表情に出ていたのか、ラウラは承太郎の顔を覗き込んでいた。

 

「いや、なんでもねぇ」

 

「そうですか。でも安心してください! 前の学校がどうだったかは知りませんが。今回は私もいます!」

 

胸を張りながらラウラはそう言ってのけた。その表情には自身が満ち溢れている。その小さいからだで威張る姿は見る人を笑顔にしている。

 

「・・・・・・そうかもな」

 

かく言う承太郎も内心喜んでいるようだった。それは絆と言うものが深く関わっているのかもしれない。

 

「俺は寝る。時差ぼけだけは勘弁してほしいからな」

 

「はい。私はもう少し起きています!」

 

窓側にすわる承太郎は窓からの眺めを少し楽しみながら、眠りについた。その姿はどこか安らかで、緊張が解けたようにも感じられた。そんな寝顔を、ラウラは心底嬉しそうに眺めていた。近づいたり少し離れたり、角度を変えて表情を詳しく見たり、目をまん丸に開いて覗き込むように観察したり・・・・・・。その様子は周りの老人は楽しそうに眺めていた。それは昔の自分たちと重なって見えるのだろう。あの若かった頃はあんなふうに覗き込んでいたなぁと。

 

ラウラは承太郎が起きるまで、飽きることなく嬉しそうに様子を眺めていた。

 

 

 

 

 

「・・・・・・体が疼く。この感じはやはり」

 

日本のとある場所、そこの一室で誰かがそのような言葉をこぼした。声質からして男なのだろうか。

 

暗闇に支配されたその部屋は、何ともおぞましく薄気味悪い部屋から男の声が聞こえた。

 

「やはり、あの一族・・・・・・ジョースター家か」

 

暗闇の中に潜むそれは忌々しそうに恨めしそうにこぼす。
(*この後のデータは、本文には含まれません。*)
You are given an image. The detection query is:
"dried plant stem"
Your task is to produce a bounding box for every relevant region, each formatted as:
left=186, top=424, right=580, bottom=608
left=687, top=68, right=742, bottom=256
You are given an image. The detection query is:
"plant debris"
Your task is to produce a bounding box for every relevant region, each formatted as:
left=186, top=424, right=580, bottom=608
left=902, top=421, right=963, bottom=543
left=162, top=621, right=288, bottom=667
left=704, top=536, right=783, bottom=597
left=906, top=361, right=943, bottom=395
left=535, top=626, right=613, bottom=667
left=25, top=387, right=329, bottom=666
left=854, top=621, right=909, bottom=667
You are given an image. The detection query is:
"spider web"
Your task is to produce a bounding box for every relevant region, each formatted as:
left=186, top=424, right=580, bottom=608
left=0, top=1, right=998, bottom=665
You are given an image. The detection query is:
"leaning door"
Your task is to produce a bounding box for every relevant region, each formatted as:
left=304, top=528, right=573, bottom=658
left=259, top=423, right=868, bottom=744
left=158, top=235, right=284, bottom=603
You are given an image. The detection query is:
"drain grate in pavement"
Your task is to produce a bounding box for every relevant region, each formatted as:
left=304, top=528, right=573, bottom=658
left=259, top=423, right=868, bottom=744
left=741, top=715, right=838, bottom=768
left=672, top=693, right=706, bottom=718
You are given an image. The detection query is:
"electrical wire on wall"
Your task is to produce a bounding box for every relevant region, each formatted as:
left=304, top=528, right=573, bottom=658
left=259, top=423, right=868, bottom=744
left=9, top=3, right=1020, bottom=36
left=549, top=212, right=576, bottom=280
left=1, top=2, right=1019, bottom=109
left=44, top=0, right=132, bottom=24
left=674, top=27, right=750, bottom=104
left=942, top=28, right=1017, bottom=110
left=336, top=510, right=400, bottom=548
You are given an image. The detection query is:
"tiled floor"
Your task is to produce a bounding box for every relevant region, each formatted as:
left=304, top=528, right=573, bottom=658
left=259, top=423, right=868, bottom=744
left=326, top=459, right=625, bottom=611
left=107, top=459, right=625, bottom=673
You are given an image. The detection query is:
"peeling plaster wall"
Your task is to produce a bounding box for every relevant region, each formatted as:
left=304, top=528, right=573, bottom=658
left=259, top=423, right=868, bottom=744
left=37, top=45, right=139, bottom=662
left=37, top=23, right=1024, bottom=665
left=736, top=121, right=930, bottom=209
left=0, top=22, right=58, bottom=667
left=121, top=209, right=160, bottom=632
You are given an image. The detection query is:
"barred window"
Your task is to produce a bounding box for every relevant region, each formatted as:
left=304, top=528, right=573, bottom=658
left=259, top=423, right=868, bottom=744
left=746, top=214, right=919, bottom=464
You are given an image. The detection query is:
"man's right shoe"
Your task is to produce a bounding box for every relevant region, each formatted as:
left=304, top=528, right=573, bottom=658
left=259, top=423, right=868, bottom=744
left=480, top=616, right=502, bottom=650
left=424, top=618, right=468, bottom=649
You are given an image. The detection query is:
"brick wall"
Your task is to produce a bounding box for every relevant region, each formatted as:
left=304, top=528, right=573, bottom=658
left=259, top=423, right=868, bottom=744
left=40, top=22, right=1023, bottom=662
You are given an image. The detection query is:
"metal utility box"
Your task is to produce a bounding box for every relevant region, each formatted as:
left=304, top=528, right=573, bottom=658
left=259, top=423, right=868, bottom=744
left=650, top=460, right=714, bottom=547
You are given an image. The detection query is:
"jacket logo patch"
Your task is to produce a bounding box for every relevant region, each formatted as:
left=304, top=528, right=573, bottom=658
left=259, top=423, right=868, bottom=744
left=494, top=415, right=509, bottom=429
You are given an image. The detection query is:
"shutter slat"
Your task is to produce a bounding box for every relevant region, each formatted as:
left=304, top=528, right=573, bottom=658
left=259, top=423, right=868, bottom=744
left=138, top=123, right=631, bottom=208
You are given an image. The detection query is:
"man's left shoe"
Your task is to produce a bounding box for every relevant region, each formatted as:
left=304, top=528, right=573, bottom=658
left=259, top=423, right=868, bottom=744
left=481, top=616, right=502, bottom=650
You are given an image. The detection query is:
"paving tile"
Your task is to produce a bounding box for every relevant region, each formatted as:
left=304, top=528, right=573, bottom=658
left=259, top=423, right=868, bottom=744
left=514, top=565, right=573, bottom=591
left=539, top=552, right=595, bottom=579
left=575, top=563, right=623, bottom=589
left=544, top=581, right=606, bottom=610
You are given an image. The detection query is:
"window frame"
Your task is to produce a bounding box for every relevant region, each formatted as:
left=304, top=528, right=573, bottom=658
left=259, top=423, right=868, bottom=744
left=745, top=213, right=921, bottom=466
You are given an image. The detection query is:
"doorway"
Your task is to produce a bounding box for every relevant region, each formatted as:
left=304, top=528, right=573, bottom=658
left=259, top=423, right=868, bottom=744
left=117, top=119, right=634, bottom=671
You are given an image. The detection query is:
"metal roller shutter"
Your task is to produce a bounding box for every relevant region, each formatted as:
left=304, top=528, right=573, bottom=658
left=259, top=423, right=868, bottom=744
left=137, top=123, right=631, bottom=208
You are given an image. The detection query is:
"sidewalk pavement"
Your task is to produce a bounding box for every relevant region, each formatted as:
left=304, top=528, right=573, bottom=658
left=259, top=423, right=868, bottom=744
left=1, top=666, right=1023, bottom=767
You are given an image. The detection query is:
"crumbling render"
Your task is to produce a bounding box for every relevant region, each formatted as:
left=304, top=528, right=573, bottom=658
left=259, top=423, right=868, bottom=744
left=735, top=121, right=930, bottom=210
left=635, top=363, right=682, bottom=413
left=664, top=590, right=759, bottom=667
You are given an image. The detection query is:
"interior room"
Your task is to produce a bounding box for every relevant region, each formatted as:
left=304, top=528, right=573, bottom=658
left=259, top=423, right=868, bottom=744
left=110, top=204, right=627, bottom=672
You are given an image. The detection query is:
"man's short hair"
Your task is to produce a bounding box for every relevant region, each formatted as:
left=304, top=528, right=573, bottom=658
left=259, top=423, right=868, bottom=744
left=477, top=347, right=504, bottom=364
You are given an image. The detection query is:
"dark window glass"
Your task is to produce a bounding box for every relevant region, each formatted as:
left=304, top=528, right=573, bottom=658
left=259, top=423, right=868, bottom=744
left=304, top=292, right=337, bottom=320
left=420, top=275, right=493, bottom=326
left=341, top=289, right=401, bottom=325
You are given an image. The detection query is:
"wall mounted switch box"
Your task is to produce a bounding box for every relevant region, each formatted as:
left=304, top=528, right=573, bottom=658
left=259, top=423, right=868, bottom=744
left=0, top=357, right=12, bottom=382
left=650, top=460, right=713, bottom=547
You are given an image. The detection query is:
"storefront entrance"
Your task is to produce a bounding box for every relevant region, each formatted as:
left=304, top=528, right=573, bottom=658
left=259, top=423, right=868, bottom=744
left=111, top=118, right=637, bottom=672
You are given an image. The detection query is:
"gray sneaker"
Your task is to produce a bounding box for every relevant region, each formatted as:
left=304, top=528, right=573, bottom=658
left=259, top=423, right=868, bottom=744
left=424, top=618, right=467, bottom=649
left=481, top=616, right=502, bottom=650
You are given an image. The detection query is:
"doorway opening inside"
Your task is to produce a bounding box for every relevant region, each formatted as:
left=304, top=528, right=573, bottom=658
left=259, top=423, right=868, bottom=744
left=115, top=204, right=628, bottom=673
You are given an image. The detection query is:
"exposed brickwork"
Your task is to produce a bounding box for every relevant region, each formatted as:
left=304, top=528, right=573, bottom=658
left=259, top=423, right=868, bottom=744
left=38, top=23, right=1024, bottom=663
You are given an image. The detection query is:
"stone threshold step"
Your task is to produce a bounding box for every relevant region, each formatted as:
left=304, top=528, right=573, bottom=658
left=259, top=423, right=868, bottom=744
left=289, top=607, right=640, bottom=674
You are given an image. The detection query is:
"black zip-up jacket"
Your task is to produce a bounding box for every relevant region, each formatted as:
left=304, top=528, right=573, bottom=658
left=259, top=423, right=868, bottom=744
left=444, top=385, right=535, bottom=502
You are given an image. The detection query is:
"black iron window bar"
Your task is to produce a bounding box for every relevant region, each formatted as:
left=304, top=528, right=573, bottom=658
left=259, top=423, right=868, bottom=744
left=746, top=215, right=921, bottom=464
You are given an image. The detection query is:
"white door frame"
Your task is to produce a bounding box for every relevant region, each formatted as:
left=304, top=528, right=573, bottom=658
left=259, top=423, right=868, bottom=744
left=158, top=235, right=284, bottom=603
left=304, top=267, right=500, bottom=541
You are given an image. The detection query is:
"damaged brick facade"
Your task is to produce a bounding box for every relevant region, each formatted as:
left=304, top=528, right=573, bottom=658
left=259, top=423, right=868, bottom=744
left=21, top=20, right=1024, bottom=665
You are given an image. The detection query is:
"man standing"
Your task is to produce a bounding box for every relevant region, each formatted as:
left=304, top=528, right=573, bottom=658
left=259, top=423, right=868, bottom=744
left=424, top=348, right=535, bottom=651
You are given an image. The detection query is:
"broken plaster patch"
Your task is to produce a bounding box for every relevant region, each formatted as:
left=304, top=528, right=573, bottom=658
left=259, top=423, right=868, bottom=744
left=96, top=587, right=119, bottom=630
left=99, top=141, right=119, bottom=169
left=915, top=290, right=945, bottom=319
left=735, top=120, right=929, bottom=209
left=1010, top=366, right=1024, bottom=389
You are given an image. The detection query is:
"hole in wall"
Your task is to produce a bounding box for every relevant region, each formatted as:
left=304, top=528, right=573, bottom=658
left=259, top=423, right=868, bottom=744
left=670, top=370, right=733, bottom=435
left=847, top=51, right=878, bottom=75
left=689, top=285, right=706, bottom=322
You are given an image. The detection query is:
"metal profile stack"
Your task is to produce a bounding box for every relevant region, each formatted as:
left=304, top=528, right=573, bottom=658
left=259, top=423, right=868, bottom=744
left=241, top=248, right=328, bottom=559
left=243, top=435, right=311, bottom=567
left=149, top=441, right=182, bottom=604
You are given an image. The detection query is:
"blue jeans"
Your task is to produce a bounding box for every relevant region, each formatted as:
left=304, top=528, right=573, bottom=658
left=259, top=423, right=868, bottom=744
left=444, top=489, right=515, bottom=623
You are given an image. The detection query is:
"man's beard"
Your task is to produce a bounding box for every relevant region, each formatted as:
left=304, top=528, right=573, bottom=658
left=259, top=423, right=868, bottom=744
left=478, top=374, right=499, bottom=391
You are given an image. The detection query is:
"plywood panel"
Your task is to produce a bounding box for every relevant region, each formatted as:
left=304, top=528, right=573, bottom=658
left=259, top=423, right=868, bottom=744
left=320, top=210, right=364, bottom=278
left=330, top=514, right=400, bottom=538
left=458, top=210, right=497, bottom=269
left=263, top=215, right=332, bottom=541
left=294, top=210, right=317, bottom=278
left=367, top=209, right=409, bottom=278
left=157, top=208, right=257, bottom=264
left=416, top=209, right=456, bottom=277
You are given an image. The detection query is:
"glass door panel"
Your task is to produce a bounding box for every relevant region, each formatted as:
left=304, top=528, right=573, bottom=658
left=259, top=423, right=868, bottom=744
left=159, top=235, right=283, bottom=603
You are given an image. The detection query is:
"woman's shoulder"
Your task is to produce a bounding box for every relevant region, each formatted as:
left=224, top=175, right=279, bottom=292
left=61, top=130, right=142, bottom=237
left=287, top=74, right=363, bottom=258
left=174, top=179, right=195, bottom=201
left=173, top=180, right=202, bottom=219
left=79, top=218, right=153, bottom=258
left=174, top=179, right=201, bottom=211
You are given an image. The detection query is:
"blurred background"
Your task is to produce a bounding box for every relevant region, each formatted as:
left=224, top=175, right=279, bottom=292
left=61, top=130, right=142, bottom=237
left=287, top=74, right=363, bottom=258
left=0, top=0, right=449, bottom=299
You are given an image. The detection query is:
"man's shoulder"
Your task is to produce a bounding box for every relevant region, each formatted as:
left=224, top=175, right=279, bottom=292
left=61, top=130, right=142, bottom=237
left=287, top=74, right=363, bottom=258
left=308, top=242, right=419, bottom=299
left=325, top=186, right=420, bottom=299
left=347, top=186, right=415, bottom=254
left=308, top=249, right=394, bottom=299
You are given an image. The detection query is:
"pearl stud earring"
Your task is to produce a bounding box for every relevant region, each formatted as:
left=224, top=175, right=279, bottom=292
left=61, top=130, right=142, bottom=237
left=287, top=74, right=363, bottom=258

その声色から表情がはっきりと想像できる。怒りが、恨みが、妬みが、その不の感情の全てが感じられ。

 

怒り狂ったようで冷静で、それでいて表情が一切の無表情であるということが理解できる。

 

「さぁ来い。ジョースター家。今度こそこの運命を越える」

 

その声はそういうと、大きく叫んだ。それは普通の叫びではない。何ともいえない叫びが聞こえる。それは奇声にも感じられた

 

「WRYYYYYY」

 

これはいったい何を意味するのだろうかは全くの謎。ただ一つ感じられるとすれば。

 

 

これは、まさしく奇妙な冒険の始まりを意味するのかも知れない。